Bhekisisa, 05 July 2016
Zimbabwe has successfully won the support of chiefs and their people by combining a respect for tradition with safe, modern procedures.
As the winter school holidays in Zimbabwe approach, excitement and nervous apprehension is building up among teenage boys. They are preparing for a traditional, yet very modern, experience and they’ll be emulating their favourite DJs and celebrities.
Their friends will think they are smart and mature; their headmasters, teachers and parents will be impressed — as will be, remarkably, the chiefs.
In an exceptional coming together of tradition deeply rooted in social customs on the one hand and modern medicine on the other, hundreds of boys will be circumcised. They will head to initiation camps in the bush.
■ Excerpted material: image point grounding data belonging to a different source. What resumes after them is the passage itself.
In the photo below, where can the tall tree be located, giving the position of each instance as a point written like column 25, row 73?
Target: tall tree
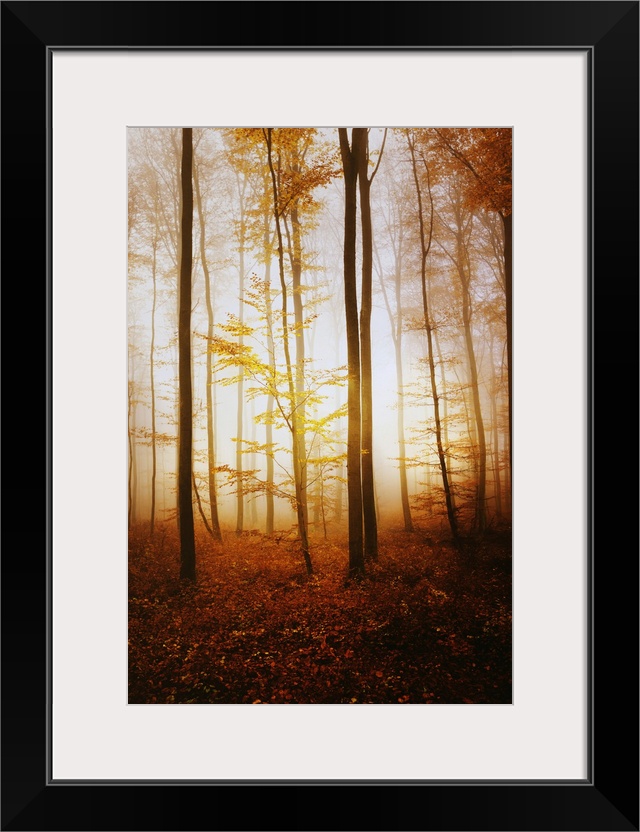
column 351, row 155
column 368, row 493
column 211, row 454
column 185, row 440
column 396, row 236
column 295, row 422
column 486, row 154
column 462, row 227
column 425, row 247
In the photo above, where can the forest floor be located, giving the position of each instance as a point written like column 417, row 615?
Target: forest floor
column 427, row 625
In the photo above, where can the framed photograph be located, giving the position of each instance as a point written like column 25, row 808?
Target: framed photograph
column 89, row 743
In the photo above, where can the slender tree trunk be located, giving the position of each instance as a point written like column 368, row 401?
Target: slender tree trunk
column 425, row 247
column 269, row 519
column 154, row 466
column 368, row 494
column 253, row 504
column 240, row 397
column 131, row 455
column 464, row 268
column 211, row 454
column 396, row 325
column 496, row 443
column 297, row 474
column 445, row 419
column 354, row 479
column 507, row 222
column 187, row 539
column 298, row 317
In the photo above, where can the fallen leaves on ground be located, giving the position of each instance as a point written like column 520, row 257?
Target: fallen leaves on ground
column 428, row 625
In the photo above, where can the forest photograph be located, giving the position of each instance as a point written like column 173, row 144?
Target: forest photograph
column 319, row 415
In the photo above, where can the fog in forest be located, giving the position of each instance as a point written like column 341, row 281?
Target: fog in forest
column 237, row 258
column 319, row 418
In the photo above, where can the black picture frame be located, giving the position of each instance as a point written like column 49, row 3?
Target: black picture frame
column 608, row 798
There the elders will teach them about traditional values, customs and practices. They will learn what it means to be a responsible man in society: taking good care of a family, protecting women and wives, and valuing traditions and culture.
The foreskins of the initiates will be removed — but it will not be done by traditional circumcisers. Doctors and nurses will perform the procedure surgically.
Integrating medical male circumcision and traditional initiation is complicated. In South Africa, where the initiation season is in full swing, there has been a varied response. In Pondoland in the Eastern Cape, for example, there has been strong resistance to surgical intervention.
But the Voluntary Medical Male Circumcision (VMMC) programme in Zimbabwe has been so successful that nearly 600 000 adolescent and adult men have been medically circumcised since it was started in 2009. This is about 50% of the national target to be reached by 2017.
More than two-thirds (70%) of the initiates are adolescents between the ages of 10 and 19 years. Although the programme is targeting males between the ages of 13 to 29 years, boys seem to respond more favourably to campaigns using role models and peer influence.